The Railways gets two-thirds of its revenue from freight, and half of this comes from coal. “This year, we have stiff targets for ourselves. We have done 90 million tonnes of “other-than-coal traffic, 10 million tonnes lower than the 100 million tonnes. But, we have to complete 490 million tonnes in the remaining period,” MY Jamshed, Member (Traffic), Railways, said at an interactive stakeholders’ session here.

He said the response from customers was being seen as ‘green shoots’, though there was potential for attracting more cargo.

With India’s adoption of non-renewable energy such as solar power, the availability of coal will be lower. “We are aware that small issues take long time to solve, as a result of which customers lose trust in the Railways…We assure that all the good suggestions will be adopted,” said Manoj Sinha, Minister of State for Railways.

“We have been taxing (freight) customers beyond capacity.

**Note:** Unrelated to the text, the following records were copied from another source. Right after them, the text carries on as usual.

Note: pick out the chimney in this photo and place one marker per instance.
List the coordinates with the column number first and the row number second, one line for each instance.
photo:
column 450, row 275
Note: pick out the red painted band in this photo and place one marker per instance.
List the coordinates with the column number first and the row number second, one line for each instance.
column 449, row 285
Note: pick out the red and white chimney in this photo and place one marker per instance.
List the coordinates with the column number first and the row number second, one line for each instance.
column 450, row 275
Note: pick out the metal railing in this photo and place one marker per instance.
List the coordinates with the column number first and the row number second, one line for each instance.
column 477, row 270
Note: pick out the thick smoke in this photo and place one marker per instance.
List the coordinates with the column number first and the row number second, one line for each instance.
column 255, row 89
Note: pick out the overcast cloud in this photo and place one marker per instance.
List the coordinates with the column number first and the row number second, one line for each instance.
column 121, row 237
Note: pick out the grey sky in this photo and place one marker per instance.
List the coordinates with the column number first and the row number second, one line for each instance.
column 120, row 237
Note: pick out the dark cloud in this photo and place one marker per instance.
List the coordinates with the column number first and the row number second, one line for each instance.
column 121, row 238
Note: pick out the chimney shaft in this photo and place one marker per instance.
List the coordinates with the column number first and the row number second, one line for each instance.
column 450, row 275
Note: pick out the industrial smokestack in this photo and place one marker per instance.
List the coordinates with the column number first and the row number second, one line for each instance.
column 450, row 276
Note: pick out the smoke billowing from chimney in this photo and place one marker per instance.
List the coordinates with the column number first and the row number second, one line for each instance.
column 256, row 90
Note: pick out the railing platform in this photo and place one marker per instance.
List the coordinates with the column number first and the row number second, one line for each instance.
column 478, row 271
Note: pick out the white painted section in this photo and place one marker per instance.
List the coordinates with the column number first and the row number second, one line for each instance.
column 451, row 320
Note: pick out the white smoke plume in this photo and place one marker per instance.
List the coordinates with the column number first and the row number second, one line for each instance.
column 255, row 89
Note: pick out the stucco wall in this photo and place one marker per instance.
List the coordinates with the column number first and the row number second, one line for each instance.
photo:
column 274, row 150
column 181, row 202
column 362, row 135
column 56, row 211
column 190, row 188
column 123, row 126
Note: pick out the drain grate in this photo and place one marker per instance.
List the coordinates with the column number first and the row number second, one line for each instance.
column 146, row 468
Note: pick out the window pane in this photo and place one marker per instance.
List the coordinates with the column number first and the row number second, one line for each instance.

Many argue there is scope for further reduction. But we have to look at the survival of the Railways…,” Railway Minster Suresh Prabhu said, adding that there was need for a ‘trade-off’.

“All of you, (being) heads of your businesses, are also citizens of the country,” Prabhu said, urging them to think of the country’s development, while thinking of their company’s growth.

The Railways is trying to walk the extra mile to meet your expectations, he said, adding: “We have started running time-tabled freight trains…Concor will tell you the train reached in 57 hours against the anticipated 70,” he added.